As per the Economic Survey Part-2 (the first one was tabled in the Parliament in February), several factors including the appreciation of rupee and farm loan waivers besides transitionary challenges emerging from the Goods and Services Tax (GST) implementation are currently weighing on the economy. Since February 2017, the rupee has appreciated by about 1.5 percent.

Drafted by Chief Economic Advisor Arvind Subramanian, the survey was tabled in the Parliament by Finance Minister Arun Jaitley in the Lok Sabha on the last day of the monsoon session. It states that there may be a slowdown in growth in real activity in indicators such as Gross Domestic Product (GDP), Index of Industrial Production (IIP), credit, investment, and capacity utilisation since first quarter of 2016-17. Going forward, in the third quarter, there may be a further deceleration.

The survey indicated that fiscal deficit in the country may decline to 3.2 percent of GDP this fiscal from 3.5 percent a year ago. However, going forward, there is scope for monetary easing that will facilitate the economy bounce back quicker. “Cyclical conditions suggest that the policy rate should actually be below… the neutral rate. The conclusion is inescapable that the scope for monetary easing is considerable,” said Subramanian.

DK Srivastava, Chief Policy Advisor, EY India, said: “The mid-term review’s admission of a growth slowdown from the pre-budget Economic Survey projection of an average growth exceeding 7 percent is candid and realistic.
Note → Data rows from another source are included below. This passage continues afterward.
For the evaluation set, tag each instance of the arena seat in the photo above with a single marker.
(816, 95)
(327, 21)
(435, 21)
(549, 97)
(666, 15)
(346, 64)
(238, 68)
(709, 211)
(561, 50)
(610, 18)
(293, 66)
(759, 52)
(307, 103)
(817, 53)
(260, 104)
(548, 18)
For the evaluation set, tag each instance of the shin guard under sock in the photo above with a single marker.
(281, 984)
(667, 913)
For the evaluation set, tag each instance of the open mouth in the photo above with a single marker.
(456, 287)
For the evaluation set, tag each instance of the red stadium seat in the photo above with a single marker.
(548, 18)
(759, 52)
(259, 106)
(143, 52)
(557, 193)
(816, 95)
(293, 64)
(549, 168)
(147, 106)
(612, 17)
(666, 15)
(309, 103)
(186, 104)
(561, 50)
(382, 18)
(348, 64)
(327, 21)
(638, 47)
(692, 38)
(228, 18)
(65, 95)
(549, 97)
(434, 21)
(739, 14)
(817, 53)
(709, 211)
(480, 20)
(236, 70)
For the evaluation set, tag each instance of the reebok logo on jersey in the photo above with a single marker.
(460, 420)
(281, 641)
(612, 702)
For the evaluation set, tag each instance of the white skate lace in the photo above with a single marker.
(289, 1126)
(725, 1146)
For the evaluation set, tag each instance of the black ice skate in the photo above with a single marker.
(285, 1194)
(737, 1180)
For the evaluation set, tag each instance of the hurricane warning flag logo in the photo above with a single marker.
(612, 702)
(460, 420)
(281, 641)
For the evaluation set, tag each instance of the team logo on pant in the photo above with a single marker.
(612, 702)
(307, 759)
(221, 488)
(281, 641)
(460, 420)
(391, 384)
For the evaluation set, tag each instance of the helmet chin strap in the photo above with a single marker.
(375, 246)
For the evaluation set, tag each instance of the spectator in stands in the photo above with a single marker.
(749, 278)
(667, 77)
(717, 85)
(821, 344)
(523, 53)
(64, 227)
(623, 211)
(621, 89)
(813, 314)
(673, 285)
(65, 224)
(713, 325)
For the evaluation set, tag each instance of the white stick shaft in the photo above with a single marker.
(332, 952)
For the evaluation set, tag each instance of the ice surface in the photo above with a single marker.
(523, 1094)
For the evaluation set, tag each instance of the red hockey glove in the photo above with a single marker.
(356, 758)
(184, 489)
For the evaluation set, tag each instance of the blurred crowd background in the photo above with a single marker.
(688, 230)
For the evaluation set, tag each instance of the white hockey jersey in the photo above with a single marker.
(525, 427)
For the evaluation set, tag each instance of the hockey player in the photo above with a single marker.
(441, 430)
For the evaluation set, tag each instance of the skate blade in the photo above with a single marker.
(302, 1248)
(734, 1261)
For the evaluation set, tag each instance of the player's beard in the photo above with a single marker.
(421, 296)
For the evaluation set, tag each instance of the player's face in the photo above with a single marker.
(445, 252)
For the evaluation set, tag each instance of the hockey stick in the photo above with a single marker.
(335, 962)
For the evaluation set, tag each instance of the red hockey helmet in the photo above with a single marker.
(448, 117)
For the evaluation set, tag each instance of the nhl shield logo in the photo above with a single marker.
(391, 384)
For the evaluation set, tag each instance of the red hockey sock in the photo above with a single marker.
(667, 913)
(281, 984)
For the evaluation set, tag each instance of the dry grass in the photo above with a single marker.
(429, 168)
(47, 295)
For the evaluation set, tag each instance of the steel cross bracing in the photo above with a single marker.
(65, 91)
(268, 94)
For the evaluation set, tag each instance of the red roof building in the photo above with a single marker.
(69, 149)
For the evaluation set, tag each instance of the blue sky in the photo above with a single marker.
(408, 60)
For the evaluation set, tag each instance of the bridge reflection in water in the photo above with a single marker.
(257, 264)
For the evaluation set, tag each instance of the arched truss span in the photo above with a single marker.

Apart from two consecutive although short-term impacts emanating from demonetisation and the GST, the economy continues to suffer from deficient investment and export demand, appreciating rupee, macro implications from farm loan wavers in addition to sectoral problems in the power and telecommunication space. These are expected to weigh down India’s growth pulse in the short-run. We should reach closer to our potential growth exceeding 7.5% in FY19.”

When the Economic Survey in February had projected a growth rate of 6.75-7.5 percent, it had taken several factors into account. These include buoyant exports and even the post demonetisation months that had witnessed relaxed monetary conditions.

However, in the last few months, there are new factors that have come up that signal to a deceleration going forward. These include farm loan waivers, real exchange rate appreciation, increasing stress to balance sheet in power, telecom, agricultural stress and of course all these coupled with challenges from implementation of the GST.